Sister McGeady received her secondary education from Immaculate Conception Academy, administered by the Daughters of Charity of St. Vincent de Paul. Upon graduation at age 18, she entered the Daughters’ religious community. There she made the three vows common to women religious – obedience, chastity and poverty – and added a fourth vow specific to her order – to serve the poor.
She enrolled in Boston’s Emmanuel College, graduating with a sociology degree. That was followed by a master’s degree in clinical psychology at Fordham University and doctoral work in psychology at Fordham and the University of Massachusetts.
Sister McGeady embarked on a career of service to the needy at Nazareth Child Care Center in Boston, where the people she sought to help were homeless and disturbed children and their families. She served as executive director of the Astor Home and Clinic for Children in Rhinebeck, New York, a treatment center for disturbed children and youth. Later she worked for Brooklyn Catholic Charities, becoming its executive director of mental health services at a time when the mentally ill were being deinstitutionalized, many with nowhere to go.
In 1981 Sister McGeady became Provincial of the Northeast Province of the Daughters of Charity. For six years she oversaw the work of more than 300 religious in nine hospitals, 17 schools and five childcare agencies. After six years she returned to the Brooklyn Diocese as associate director of Catholic Charities where she administered more than 80 programs and managed a staff of 800 with a budget of $40 million.

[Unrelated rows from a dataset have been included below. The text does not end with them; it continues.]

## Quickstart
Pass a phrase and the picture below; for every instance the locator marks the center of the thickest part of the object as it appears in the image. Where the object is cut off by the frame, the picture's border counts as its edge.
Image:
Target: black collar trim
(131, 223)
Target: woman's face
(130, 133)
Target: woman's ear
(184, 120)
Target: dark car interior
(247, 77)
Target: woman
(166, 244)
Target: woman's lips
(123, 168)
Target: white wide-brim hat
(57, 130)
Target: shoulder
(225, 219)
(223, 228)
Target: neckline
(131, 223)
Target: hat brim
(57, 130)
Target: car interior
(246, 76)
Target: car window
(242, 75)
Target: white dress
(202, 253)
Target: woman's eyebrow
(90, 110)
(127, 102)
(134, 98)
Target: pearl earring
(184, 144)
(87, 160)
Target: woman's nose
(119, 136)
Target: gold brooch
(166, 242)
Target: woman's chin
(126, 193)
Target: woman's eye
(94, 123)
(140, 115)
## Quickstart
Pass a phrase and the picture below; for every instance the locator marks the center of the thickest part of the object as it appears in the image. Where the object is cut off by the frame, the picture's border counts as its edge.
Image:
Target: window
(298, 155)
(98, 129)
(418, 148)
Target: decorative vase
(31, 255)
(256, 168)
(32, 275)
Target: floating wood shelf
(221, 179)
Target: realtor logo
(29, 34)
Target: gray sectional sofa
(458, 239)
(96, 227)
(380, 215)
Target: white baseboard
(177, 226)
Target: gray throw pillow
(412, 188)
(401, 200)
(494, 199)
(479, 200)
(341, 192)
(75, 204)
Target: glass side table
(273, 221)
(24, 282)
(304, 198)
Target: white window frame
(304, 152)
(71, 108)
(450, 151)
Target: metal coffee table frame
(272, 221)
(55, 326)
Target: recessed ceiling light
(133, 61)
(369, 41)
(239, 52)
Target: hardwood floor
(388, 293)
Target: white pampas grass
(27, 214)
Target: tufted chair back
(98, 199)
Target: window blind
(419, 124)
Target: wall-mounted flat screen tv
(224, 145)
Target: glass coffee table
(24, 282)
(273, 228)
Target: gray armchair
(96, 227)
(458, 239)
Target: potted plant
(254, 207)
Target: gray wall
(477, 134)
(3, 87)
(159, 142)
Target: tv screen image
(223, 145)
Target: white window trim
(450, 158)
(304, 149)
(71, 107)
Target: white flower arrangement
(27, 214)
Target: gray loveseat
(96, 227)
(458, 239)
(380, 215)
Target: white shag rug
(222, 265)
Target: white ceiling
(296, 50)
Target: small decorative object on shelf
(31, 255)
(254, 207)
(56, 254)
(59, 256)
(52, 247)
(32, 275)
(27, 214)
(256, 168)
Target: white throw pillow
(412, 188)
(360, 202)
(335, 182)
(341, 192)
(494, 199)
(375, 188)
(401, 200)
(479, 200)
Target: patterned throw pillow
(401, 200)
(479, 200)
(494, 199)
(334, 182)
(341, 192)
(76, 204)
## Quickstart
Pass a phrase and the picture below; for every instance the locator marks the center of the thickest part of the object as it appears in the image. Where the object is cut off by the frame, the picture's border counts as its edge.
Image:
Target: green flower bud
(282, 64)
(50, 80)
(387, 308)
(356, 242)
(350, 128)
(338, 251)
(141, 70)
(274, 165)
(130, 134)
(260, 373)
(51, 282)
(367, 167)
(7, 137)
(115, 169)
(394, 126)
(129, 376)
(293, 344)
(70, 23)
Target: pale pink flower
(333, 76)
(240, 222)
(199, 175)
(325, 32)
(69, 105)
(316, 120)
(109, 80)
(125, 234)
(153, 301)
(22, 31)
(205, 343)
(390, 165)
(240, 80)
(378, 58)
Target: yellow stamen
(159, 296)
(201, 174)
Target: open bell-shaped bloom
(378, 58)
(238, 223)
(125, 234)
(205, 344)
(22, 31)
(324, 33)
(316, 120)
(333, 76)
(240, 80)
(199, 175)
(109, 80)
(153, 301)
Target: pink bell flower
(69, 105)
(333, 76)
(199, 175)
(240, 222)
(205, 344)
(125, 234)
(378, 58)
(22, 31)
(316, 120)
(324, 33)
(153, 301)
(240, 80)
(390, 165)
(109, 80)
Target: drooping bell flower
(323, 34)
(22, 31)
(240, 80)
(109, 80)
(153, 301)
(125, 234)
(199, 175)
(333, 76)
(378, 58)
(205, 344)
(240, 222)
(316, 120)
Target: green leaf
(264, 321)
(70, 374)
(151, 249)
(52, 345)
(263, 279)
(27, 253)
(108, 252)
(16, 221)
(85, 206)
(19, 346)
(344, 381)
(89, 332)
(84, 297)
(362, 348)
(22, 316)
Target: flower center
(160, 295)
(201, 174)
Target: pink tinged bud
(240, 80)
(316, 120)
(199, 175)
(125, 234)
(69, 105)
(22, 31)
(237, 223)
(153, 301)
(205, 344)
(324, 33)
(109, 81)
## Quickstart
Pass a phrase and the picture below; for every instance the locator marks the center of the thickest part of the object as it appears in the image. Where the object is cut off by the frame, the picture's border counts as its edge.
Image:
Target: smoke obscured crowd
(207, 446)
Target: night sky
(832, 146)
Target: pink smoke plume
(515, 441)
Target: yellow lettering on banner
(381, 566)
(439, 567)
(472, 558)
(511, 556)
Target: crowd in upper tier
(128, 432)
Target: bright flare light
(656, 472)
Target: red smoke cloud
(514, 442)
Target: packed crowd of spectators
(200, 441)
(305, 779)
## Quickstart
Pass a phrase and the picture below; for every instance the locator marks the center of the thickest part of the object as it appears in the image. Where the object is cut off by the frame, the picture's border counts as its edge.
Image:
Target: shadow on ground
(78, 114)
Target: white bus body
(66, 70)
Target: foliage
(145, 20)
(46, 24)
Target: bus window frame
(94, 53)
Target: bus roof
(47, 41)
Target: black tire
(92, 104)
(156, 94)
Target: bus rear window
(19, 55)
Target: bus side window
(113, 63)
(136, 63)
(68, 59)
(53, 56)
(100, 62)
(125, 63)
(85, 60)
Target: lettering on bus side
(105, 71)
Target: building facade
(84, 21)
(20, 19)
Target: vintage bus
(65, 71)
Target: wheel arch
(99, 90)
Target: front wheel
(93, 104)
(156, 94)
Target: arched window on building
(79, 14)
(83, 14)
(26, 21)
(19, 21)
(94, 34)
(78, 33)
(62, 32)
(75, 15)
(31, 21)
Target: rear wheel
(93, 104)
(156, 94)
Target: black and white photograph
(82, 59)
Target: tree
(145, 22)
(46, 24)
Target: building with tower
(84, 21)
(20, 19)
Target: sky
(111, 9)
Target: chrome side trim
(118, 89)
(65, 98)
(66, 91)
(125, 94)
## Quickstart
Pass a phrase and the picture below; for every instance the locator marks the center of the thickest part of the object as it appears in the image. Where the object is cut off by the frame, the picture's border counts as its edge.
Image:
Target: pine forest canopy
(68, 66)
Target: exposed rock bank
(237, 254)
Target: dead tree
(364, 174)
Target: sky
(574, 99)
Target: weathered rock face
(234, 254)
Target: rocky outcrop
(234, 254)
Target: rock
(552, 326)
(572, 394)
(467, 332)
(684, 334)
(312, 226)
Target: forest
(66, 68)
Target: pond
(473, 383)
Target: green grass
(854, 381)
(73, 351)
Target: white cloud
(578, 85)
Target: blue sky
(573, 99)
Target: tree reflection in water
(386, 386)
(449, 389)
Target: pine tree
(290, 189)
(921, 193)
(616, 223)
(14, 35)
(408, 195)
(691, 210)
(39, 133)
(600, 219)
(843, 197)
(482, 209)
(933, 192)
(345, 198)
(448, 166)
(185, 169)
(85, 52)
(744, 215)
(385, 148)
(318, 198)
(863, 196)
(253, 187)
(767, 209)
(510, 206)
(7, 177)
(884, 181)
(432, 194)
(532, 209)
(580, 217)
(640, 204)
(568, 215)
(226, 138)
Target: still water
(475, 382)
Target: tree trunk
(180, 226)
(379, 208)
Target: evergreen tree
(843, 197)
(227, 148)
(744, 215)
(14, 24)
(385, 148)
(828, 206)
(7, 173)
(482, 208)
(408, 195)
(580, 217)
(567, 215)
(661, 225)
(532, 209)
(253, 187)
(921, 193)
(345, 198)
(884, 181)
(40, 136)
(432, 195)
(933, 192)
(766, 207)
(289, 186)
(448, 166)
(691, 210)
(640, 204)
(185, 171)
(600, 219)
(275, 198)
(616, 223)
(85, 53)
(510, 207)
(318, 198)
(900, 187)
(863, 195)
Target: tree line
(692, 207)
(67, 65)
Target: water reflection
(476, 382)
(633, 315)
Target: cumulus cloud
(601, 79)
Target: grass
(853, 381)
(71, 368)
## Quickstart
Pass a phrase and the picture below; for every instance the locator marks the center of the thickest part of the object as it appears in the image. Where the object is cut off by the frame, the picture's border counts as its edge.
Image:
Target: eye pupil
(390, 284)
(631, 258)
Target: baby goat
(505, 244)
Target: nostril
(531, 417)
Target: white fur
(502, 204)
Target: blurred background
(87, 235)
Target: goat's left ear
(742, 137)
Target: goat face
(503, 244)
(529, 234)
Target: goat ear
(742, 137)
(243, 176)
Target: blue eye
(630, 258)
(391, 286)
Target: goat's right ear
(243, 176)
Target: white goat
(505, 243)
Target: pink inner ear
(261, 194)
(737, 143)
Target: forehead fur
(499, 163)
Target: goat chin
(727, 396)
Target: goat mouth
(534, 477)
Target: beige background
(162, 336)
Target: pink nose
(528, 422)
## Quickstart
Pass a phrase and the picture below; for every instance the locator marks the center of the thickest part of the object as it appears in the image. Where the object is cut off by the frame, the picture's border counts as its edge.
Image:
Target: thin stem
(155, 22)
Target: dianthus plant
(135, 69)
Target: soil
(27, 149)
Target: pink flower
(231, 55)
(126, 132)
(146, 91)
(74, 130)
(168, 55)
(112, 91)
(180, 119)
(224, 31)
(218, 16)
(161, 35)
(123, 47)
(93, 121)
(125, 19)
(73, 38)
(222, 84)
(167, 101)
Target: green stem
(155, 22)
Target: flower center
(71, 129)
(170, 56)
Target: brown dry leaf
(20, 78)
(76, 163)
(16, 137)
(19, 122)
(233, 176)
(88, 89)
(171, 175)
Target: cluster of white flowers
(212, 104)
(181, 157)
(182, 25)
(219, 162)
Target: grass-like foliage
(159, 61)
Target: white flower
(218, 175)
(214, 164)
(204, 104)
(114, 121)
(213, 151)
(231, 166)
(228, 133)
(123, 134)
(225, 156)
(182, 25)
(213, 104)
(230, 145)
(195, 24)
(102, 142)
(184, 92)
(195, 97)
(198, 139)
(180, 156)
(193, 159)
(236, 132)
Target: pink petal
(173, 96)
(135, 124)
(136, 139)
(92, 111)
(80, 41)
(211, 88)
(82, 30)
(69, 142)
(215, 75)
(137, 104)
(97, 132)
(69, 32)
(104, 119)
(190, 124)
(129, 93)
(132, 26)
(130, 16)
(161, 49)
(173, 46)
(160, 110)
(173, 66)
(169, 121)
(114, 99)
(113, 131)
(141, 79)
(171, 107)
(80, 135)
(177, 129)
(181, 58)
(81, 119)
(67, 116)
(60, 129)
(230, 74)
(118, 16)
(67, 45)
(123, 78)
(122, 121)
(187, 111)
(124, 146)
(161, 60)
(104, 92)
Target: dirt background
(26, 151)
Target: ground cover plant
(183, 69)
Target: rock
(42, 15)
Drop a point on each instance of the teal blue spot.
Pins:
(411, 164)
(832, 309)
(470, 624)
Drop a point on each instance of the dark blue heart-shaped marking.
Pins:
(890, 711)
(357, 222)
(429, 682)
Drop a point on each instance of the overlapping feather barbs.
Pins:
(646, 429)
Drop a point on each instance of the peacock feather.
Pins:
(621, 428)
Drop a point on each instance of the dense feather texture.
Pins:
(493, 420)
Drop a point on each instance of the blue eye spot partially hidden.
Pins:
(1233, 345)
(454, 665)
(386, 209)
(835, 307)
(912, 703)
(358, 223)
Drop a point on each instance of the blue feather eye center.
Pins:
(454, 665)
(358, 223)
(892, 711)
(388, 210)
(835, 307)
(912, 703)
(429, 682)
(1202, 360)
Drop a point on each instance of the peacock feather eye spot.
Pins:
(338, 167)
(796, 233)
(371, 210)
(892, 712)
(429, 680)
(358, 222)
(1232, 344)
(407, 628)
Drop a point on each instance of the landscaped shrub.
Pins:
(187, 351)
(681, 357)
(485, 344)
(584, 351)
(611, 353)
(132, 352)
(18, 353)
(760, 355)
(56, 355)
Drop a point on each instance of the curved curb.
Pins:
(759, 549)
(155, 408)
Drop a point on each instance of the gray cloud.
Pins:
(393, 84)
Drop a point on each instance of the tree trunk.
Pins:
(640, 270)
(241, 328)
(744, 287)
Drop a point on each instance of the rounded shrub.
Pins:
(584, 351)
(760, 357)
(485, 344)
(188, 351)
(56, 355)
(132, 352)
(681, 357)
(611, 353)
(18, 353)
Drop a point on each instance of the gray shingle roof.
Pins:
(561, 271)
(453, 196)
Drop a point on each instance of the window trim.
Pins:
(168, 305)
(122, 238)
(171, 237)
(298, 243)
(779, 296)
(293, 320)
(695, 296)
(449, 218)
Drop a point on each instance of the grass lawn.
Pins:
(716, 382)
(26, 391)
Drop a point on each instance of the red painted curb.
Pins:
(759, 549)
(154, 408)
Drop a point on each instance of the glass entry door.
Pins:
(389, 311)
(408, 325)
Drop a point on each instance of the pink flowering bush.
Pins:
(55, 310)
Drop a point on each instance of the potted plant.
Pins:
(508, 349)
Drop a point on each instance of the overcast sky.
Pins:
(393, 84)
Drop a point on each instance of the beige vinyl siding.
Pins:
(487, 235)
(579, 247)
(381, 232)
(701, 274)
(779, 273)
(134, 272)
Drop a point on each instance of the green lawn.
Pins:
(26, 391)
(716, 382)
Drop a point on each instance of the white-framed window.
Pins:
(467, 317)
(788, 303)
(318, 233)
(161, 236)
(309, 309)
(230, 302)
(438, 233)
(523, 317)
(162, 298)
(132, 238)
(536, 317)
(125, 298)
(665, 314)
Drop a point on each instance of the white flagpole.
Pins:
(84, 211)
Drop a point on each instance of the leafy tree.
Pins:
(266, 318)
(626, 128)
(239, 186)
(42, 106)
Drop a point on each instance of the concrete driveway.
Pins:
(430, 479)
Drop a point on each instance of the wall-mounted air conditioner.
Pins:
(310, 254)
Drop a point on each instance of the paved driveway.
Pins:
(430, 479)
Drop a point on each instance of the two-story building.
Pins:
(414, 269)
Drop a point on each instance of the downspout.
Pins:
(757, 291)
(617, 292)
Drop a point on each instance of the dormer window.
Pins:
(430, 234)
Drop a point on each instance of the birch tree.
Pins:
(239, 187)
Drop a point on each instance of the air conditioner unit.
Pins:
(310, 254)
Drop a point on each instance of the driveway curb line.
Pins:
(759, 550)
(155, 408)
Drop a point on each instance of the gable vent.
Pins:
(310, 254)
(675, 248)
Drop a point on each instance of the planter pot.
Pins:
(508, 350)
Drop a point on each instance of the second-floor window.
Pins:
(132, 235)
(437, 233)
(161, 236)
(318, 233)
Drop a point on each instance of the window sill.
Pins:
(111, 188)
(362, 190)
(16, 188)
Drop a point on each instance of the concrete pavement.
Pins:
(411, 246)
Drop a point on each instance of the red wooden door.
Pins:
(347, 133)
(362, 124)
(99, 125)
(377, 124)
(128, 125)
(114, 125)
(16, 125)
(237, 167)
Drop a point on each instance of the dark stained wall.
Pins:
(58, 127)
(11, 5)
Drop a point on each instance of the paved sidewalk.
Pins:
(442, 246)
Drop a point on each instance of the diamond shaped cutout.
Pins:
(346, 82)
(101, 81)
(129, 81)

In 1991 she accepted the greatest challenge of her career. Covenant House, an acclaimed New York-based international childcare agency, was so severely weakened by scandal and financial mismanagement that its very existence was in doubt. She took on the task of rebuilding the reputation of an organization that had been highly respected for its work with street kids – victims of neglect, abuse and molestation. She faced the financial challenge of a debt that had ballooned to $38 million as donations plunged in the wake of the scandal.
When Sister McGeady arrived at Covenant House, it operated in 12 cities. Today, that number has grown to 21. In 2001, 66,000 children in the United States, Canada, Guatemala, Mexico, Honduras and Nicaragua were served by Covenant House. Under her leadership, new programs have been introduced, such as job training and placement for older adolescents and an apartment program that helps young people re-establish themselves in their local community. Thanks to her dedication, energy and administrative skills, the reputation and effectiveness of Covenant House have been fully restored.
Through her work, Sister McGeady has acquired the wisdom that comes from witnessing much human suffering and – in the cases where that suffering is alleviated or ended – much human joy. For more than four decades, she has embodied the ideal that our national university has affirmed for itself and its students, faculty and staff ever since its founding – to be in service to Church and nation. Sister McGeady’s boundless empathy reminds us that we are all called to live our lives in a humane way, especially to do whatever is necessary for the least of our brothers and sisters. Her consummate organizational skills as president and chief executive officer instruct us of the need to marry good intentions with hard work to achieve great ends.
For all these reasons, The Catholic University of America is pleased to bestow upon Sister Mary Rose McGeady the degree of Doctor of Humane Letters, honoris causa.